Kristin Cashore’s first book, Graceling, is one of my favorite YA novels EVER, and it introduced the character of Bitterblue, who at nine years old becomes the queen of her country (Monsea) when SPOILER ALERT: her insane sadistic father is killed.
Bitterblue follows the now-18-year-old queen through the challenges of trying to be a good monarch to a broken (and barely healing) country, in the midst of lies and deception and mysteries and a past that never really goes away. At night, Bitterblue escapes the drudgery of day-to-day queening (and really, there is a LOT of paperwork involved) by sneaking out and seeing the streets of her city. She meets a boy with purple eyes. He’s pretty awesome.

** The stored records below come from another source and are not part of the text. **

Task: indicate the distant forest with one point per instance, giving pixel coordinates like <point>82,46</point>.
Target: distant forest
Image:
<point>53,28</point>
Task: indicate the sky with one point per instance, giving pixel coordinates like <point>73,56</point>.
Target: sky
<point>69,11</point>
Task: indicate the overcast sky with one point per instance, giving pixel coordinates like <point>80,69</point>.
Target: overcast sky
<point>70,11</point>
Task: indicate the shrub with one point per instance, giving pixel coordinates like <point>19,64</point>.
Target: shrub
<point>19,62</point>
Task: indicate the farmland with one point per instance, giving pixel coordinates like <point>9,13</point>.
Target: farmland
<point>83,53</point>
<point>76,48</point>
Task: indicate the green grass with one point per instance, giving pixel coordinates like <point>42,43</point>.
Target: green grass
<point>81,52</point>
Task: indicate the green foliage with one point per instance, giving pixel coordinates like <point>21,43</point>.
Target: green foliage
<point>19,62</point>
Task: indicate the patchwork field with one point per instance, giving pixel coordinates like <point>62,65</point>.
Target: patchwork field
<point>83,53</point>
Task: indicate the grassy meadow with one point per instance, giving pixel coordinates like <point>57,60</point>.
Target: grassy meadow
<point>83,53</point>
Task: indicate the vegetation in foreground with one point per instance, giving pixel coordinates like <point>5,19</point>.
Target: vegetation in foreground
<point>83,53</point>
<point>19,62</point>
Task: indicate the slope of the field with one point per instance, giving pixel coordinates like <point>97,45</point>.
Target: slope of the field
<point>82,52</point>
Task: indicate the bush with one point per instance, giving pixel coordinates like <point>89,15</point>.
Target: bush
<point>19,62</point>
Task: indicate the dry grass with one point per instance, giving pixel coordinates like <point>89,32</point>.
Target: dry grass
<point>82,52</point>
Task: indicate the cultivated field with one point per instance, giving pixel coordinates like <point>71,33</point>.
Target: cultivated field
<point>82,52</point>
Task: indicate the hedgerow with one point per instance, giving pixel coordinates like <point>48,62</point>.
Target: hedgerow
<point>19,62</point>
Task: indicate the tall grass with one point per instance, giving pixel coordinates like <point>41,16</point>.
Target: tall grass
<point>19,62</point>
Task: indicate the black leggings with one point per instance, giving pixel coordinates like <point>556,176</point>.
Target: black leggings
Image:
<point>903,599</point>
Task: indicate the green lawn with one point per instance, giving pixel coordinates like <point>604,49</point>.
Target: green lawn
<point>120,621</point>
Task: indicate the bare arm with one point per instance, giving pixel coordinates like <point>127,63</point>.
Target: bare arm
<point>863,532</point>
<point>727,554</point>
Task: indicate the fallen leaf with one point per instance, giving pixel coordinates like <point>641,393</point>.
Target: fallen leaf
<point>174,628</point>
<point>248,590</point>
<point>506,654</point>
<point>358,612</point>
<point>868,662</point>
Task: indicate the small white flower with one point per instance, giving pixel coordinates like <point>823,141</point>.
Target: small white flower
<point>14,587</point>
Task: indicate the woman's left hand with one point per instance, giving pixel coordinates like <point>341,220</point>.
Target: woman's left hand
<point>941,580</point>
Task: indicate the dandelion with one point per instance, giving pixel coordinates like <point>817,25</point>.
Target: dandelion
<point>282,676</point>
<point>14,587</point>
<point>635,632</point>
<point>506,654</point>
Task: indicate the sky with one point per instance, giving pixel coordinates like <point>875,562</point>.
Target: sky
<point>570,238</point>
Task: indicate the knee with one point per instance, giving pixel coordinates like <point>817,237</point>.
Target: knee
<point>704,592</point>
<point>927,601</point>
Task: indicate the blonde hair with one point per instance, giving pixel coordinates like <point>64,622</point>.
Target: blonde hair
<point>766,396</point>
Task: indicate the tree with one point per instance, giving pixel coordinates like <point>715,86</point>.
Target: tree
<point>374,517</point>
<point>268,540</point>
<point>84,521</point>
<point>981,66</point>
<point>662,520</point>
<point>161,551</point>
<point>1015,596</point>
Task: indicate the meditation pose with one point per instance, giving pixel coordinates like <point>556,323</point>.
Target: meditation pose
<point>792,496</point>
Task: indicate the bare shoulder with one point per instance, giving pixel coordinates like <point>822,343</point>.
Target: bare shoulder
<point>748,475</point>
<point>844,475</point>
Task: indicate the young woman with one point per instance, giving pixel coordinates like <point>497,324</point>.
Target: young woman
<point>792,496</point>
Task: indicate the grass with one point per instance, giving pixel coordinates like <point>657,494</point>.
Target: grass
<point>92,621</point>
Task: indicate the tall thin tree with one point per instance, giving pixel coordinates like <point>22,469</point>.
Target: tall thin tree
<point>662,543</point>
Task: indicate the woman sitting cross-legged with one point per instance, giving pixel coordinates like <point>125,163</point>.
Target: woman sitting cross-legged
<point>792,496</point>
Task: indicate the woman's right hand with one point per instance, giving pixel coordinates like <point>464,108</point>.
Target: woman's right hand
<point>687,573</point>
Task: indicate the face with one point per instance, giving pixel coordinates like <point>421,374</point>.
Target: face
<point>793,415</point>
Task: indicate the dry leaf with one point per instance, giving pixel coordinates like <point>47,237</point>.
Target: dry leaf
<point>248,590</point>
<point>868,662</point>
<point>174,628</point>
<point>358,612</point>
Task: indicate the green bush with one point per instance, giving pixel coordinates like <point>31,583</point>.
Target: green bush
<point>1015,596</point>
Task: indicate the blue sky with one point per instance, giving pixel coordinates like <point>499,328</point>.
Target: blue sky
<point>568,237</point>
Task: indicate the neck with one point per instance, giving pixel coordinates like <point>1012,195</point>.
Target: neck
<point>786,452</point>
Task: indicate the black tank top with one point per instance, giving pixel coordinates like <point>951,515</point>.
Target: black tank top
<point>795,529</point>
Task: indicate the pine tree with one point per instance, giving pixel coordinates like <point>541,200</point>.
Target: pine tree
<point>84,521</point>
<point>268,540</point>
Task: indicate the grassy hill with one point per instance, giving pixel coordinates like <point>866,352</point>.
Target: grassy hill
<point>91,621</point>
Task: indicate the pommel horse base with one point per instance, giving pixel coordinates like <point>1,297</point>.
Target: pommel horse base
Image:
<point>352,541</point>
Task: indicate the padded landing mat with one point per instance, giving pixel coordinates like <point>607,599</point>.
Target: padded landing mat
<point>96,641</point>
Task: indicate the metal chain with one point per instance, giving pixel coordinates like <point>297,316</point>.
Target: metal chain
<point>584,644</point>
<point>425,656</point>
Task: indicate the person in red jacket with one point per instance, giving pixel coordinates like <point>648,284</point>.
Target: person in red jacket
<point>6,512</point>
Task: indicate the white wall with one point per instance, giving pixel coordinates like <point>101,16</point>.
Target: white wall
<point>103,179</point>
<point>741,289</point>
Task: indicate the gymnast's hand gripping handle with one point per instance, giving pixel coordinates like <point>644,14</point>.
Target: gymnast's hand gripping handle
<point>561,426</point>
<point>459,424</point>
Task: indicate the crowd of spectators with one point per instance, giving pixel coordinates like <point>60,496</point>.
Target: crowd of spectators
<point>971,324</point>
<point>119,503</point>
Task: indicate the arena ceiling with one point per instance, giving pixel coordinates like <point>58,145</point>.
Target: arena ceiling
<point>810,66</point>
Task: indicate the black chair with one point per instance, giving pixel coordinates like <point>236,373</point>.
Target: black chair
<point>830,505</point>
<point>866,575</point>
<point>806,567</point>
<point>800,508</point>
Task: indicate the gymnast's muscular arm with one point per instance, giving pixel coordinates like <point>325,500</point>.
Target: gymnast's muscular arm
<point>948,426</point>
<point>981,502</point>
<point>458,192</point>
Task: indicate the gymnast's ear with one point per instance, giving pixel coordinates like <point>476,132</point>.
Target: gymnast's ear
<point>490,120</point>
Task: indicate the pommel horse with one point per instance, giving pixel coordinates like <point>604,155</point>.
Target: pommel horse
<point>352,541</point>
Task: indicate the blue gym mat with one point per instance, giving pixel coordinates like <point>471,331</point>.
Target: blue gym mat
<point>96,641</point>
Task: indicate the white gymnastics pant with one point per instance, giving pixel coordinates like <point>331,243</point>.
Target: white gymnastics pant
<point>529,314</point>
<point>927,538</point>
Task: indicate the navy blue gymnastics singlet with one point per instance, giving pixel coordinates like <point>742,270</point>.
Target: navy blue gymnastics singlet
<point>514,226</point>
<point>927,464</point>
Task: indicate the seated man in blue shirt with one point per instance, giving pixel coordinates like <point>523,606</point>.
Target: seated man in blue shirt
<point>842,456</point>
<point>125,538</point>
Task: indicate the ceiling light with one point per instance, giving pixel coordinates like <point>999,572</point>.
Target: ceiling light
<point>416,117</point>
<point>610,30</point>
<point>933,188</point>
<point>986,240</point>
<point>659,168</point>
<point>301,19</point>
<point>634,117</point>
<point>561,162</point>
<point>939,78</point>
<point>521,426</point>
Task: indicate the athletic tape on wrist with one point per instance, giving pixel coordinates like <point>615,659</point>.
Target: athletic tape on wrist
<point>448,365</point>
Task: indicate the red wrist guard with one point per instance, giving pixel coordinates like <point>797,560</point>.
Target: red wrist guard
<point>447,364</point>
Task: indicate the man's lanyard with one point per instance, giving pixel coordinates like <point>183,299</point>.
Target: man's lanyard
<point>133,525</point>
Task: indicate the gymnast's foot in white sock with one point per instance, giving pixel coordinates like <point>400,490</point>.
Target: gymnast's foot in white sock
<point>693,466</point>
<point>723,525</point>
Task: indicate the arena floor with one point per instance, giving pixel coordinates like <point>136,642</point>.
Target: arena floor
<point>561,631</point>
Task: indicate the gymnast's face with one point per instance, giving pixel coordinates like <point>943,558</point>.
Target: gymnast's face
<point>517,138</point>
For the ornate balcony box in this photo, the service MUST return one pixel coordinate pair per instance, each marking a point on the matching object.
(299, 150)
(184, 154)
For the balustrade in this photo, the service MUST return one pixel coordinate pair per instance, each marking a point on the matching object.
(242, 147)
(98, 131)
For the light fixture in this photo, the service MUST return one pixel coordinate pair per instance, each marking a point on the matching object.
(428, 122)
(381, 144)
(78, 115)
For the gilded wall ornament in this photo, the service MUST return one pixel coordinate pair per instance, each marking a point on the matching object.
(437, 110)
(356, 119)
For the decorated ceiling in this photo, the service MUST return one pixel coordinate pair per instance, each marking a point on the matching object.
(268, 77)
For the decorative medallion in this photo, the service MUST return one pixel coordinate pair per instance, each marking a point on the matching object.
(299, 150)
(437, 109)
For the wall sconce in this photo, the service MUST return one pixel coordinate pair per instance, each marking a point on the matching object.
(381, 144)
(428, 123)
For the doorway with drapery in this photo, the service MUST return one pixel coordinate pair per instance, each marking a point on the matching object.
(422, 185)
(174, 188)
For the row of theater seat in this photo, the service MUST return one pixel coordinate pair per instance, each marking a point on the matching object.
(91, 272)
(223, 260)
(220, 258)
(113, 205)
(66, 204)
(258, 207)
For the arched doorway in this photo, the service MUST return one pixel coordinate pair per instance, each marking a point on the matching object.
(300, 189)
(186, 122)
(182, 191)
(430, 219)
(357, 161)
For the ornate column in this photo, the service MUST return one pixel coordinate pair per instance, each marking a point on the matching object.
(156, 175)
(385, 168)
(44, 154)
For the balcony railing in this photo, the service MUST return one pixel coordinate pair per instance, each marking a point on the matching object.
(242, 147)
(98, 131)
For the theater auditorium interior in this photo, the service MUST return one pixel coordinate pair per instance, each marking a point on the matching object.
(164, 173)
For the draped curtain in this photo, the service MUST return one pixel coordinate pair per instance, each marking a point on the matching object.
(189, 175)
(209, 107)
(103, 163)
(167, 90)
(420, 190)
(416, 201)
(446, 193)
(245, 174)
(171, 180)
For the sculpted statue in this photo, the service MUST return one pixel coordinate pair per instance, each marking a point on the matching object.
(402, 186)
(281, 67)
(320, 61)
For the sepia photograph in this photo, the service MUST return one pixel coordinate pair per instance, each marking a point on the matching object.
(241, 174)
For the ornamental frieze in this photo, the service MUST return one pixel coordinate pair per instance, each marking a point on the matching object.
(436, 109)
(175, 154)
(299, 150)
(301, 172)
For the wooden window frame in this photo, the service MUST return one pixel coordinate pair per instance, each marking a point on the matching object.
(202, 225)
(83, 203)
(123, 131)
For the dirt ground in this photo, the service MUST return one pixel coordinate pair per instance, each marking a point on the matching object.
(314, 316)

This is a stand-alone novel, but I think it is best enjoyed if you read Graceling first, because Po and Katsa are back in a MAJOR way, and you won’t feel the ~*~*~ if you don’t already know them. That said, as much as I loved Graceling, I think Bitterblue is a better book. Bitterblue is far more complex, the writing is stronger (in my opinion - I prefer the florid descriptions of castle life and art to the very sparse and simple style of Graceling, but your mileage may vary). It’s also a pretty long book, which I really appreciated - I waited for over a year to read this book, and I was glad to be able to spend a long time in Bitterblue’s castle, and to visit a lot of new and old characters.
This book deals a lot with truths and secrets. Cyphers, codes, and keys are all integral to the story. These are all plusses for me, since there’s nothing I love more than a good mystery, particularly if I get to hear the full story in the end. I would be the tuning in every Friday night to watch a Robert Stack in a show called Solved Mysteries. Don’t get me wrong - not everything in this book wraps up neatly or is perfectly resolved, but the big questions are answered.
Recommended for any and all fans of YA, fantasy, strong female characters, good books.